El abuelo se fue por la primera variante, mientras un guajiro salido de no se sabe dónde, le llevó la contraria lanzándose a la batalla desde el trampolín de la guapería.
Lo desafiaba hasta más no poder. Guzmán, que en paz descanse, haciendo galas de su vigorosa pegada especuló:
-A este renacuajo lo tumbo yo del primer izquierdazo o renuncio al apellido de  Martínez.
La música detuvo sus  acordes, todos permanecieron atentos, silenciosos… el viejo se preparaba para engancharle el fulminante golpe al susodicho, apretó los puños y entabló el cuerpo a cuerpo, pero asombrosamente esta vez, él  resultó liquidado.
Un contundente golpe colocado en su boca, por donde no da el sol ni llega el cepillo dental, testificaba el hecho y de inmediato la inesperada noticia corrió de boca en boca por todo el caserío:
-¿Se enteraron?, Guzmán encontró la horma de su zapato, un tipo lo dejó fuera  de combate en el primer asalto.  

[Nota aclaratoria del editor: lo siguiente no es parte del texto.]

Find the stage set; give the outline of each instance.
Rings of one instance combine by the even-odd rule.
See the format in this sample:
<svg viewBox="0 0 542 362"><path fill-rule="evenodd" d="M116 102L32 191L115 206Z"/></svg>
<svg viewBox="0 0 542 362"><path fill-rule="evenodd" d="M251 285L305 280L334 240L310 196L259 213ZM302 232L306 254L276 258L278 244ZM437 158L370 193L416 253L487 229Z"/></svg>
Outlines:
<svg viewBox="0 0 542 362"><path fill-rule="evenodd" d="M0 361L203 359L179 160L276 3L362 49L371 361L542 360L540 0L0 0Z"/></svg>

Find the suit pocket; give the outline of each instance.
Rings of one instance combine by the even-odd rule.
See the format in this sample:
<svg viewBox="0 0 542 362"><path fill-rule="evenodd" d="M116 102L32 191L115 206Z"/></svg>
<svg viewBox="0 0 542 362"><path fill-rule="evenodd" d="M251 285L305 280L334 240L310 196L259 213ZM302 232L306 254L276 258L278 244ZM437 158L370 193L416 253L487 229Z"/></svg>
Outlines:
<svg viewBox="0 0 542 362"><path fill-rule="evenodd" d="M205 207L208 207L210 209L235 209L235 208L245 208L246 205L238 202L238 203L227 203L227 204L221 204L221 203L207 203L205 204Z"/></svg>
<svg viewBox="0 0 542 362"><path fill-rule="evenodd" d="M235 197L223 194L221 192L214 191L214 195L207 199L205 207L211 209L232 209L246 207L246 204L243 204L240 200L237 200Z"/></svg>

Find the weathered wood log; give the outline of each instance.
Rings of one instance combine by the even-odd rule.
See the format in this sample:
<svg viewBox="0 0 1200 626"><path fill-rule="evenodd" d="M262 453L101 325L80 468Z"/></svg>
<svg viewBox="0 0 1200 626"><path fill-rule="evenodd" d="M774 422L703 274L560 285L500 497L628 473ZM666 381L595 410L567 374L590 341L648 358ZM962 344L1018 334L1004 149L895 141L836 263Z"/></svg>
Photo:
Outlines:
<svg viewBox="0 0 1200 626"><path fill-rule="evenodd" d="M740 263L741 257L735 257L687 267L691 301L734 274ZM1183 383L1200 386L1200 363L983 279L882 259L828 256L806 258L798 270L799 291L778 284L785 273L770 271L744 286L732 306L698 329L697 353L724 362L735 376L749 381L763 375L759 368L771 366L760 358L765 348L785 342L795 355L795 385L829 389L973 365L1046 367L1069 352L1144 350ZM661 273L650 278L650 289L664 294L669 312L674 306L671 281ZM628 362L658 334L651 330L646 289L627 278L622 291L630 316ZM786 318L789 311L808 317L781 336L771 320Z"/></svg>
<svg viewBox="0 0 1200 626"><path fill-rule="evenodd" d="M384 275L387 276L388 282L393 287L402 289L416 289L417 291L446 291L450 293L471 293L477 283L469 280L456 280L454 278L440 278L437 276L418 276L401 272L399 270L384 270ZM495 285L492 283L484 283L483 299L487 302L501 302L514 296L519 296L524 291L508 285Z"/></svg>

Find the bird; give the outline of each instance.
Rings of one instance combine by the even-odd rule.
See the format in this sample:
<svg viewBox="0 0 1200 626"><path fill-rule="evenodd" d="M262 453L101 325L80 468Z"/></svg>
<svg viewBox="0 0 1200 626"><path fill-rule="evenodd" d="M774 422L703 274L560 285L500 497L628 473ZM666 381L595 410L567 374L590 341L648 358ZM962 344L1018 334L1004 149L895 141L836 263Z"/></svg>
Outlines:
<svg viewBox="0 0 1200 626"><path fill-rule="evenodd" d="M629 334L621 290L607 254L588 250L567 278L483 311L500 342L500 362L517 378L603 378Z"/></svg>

Pasaron los meses cuando un grupo de amigos reunidos cerca del camino que va de Cauto Cristo a Algodones, donde vivía, embobecían escuchándole  las épicas hazaña a Guzmán, en las que aparecía como vencedor de mil batallas.
En ese instante la vía, mientras  en el asiento delantero,  junto al chofer, viajaba el  hombre que lo venció. 
-¡Guzmán, miedoso…!- le grito a toda voz desde el vehículo.
La esposa, tras reconocer al protagonista, miró seriamente al venerable y  comentó:
-Viejo, ¿usted oyó lo que dijo ese señor?
Él, sabiendo de quien se trataba desvió  la intencionalidad de la ofensa:
-Claro que lo oí, parece que se confundió, me dijo Reinoso y yo soy Martínez -explicó, abriendo los ojos más grandes que una guira cimarrona.
-Sí, Guzmán… te dijo Reinoso, confirmó, apenada, para no torcerle el rumbo a la leyenda, dejando la yagua antes de que cayera la gotera.
Y absorbiendo el último buchito de café, se perdió en la cotidianidad del hogar.